No começo do ano, Lorde cantou seu hit "Royals" – que critica os excessos e o materialismo do pop atual – no evento de gala do Grammy Awards. Enquanto estátuas aladas cintilavam na tela, Lorde, de 18 anos, cantava e convulsionava, compartilhando suas críticas aos gastos excessivos com um público de celebridades, que brilhavam em seus ternos Tom Ford e vestidos Gucci. “Cristal, Maybach, diamonds on the timepiece" ("Cristal, Maybach, diamantes no relógio"), cantava ela. "Jet planes, islands, tigers on a gold leash.” ("Jatinhos, ilhas, tigres em coleiras de ouro.")

Talvez pareça surreal que alguém critique a estética capitalista da cultura pop na cerimônia musical mais chique do mundo, mas o casamento de Lorde com o Grammy foi estranhamente perfeito. Soltar bombas recheadas de verdades a respeito dos luxos da cultura pop em um bar de subsolo ou numa galeria de arte provavelmente só teria o efeito de irritar todo mundo. Contudo, o mais significativo é que Lorde virou meio que um ícone para os materialistas que ela decidiu criticar. Kanye a adora, "Royals" foi trilha sonora da propaganda de um telefone Samsung que custa US$700; ela já colaborou com a MAC Cosmetics. É justamente essa contradição – eu sou isso e também sou aquilo – que faz parte de uma tendência social maior que está zoando com a definição de autenticidade e de contracultura.


Lorde cantando "Royals" no Grammy

A origem disso é aquilo que se costuma chamar, para entrarmos um pouco na linguagem acadêmica, de hiper-realidade – um fenômeno observado pela primeira vez nos anos 80 pelo sociólogo francês Jean Baudrillard. Programas como The Only Way is Essex são o ápice da hiper-realidade, nos quais, mesmo que esteja dito com todas as letras que são roteirizados, é necessário que o espectador aceite a ideia de que as personagens são completamente genuínas. É uma ideia que também foi explorada e provavelmente satirizada nas fotos de Nicki Minaj para a capa recente da Dazed, na qual a cantora se veste como uma "dona de casa" hiper bem-arrumada, cuidando distraidamente de tarefas banais, como preparar sanduíches com presunto vagabundo e maionese barata – enquanto está cercada por símbolos de riqueza em sua mansão multimilionária.

O lance é que, por mais que mensagens anticapitalistas como a de Lorde tenham ressonância, a maneira como são recebidas indica que não queremos, de modo algum, rejeitar a cultura do consumismo. Queremos comprar a ideia de rejeitá-la.
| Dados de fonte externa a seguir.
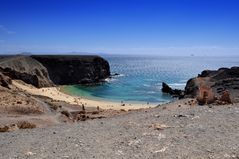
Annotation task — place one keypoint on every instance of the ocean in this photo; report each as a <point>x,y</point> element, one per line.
<point>140,77</point>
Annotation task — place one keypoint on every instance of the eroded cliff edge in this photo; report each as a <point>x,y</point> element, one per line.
<point>74,69</point>
<point>26,69</point>
<point>50,70</point>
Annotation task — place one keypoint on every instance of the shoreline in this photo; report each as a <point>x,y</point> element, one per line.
<point>56,94</point>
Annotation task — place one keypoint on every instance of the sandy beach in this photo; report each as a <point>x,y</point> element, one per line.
<point>56,94</point>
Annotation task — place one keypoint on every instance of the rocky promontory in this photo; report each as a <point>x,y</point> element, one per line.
<point>75,69</point>
<point>210,85</point>
<point>26,69</point>
<point>217,81</point>
<point>50,70</point>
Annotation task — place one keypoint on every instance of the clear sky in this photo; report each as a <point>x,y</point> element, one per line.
<point>163,27</point>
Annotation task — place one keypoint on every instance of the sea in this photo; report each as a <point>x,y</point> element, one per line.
<point>140,77</point>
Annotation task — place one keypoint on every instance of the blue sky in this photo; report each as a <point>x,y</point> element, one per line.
<point>163,27</point>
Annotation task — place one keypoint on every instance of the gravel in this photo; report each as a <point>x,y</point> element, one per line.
<point>196,132</point>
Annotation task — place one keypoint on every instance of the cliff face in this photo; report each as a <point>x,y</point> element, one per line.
<point>5,81</point>
<point>26,69</point>
<point>217,80</point>
<point>69,69</point>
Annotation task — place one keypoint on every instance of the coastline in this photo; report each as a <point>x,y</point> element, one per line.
<point>55,93</point>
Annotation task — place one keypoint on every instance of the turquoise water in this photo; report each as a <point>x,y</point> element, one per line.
<point>141,77</point>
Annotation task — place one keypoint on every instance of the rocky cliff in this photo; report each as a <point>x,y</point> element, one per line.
<point>74,69</point>
<point>218,81</point>
<point>26,69</point>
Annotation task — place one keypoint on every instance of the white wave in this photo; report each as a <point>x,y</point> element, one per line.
<point>110,79</point>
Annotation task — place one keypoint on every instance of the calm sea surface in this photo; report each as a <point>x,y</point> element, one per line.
<point>141,77</point>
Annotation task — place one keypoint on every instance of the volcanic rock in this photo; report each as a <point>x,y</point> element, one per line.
<point>26,69</point>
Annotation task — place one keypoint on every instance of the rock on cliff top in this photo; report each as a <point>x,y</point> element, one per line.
<point>218,80</point>
<point>26,69</point>
<point>75,69</point>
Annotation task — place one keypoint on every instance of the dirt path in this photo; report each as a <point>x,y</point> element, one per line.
<point>197,132</point>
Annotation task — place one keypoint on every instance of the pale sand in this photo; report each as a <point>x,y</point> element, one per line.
<point>55,94</point>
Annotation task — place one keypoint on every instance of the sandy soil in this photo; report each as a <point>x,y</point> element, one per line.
<point>173,131</point>
<point>55,94</point>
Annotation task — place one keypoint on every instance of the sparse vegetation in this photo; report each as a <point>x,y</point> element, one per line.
<point>25,125</point>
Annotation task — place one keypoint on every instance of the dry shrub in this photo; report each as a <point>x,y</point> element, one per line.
<point>4,129</point>
<point>205,95</point>
<point>66,113</point>
<point>25,125</point>
<point>225,98</point>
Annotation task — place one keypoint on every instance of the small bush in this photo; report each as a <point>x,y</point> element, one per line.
<point>66,113</point>
<point>25,125</point>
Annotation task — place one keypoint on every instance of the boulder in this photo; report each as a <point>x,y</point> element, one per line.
<point>5,81</point>
<point>174,92</point>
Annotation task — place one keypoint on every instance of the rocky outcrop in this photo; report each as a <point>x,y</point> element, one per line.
<point>173,92</point>
<point>26,69</point>
<point>5,81</point>
<point>219,81</point>
<point>74,69</point>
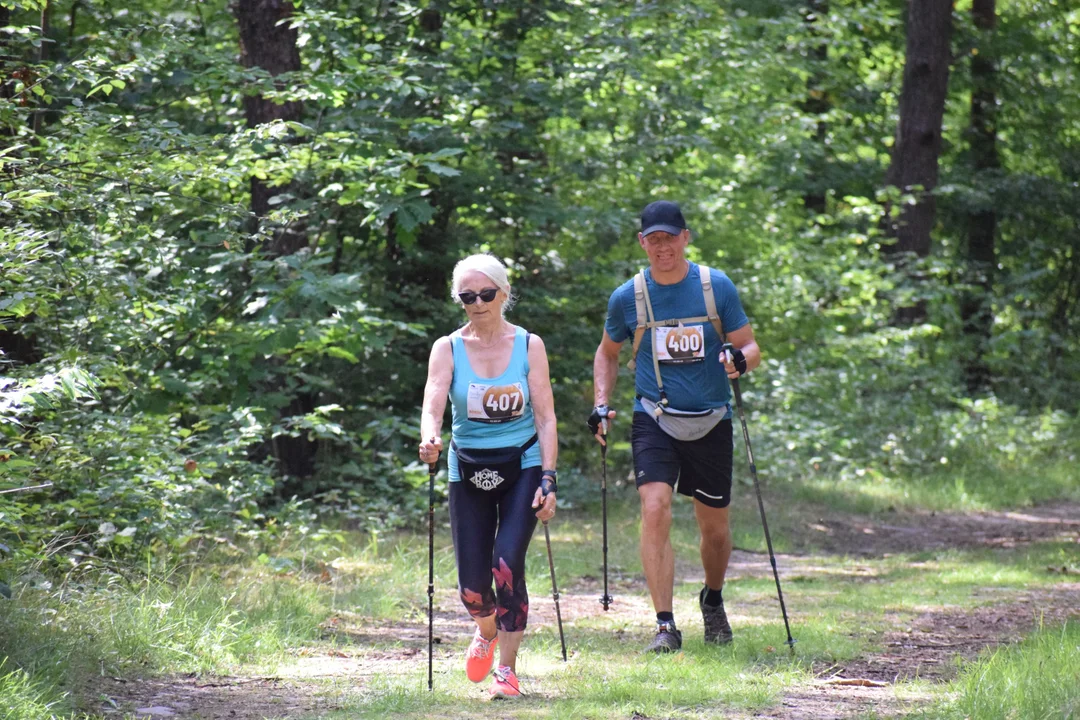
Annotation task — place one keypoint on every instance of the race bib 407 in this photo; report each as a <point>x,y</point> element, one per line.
<point>496,403</point>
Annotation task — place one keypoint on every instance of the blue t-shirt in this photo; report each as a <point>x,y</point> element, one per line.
<point>491,412</point>
<point>693,376</point>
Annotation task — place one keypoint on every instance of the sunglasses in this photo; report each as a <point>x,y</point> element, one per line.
<point>486,295</point>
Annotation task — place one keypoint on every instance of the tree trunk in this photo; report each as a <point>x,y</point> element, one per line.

Nós acreditamos que existe alguma coisa, um ser humano de verdade, por trás daquelas fotografias surreais, por trás dos clipes sexualizados e das páginas de Facebook bem-ordenadas. Mas, ao contrário do que acontecia na era do radicalismo sem papas na língua dos anos 60, os próprios astros se mantêm de boca fechada. Assim como acontece com os produtos industrializados, parte de ser uma celebridade em 2015 é vender um estilo de vida para os fãs. E, com as grandes entrevistas sendo todas homogêneas, resta pouco espaço para que os jornalistas façam uma análise cruzada do que está sendo vendido. E sem esse acesso – sem artigos que metam o dedo na ferida e consigam espiar o que jaz por trás dos flashes das câmeras – os departamentos de RP e marketing estão mais livres do que nunca para torcer e distorcer, transformando seus astros em caricaturas do que eles gostariam de ser. A gente engole e vai aceitando.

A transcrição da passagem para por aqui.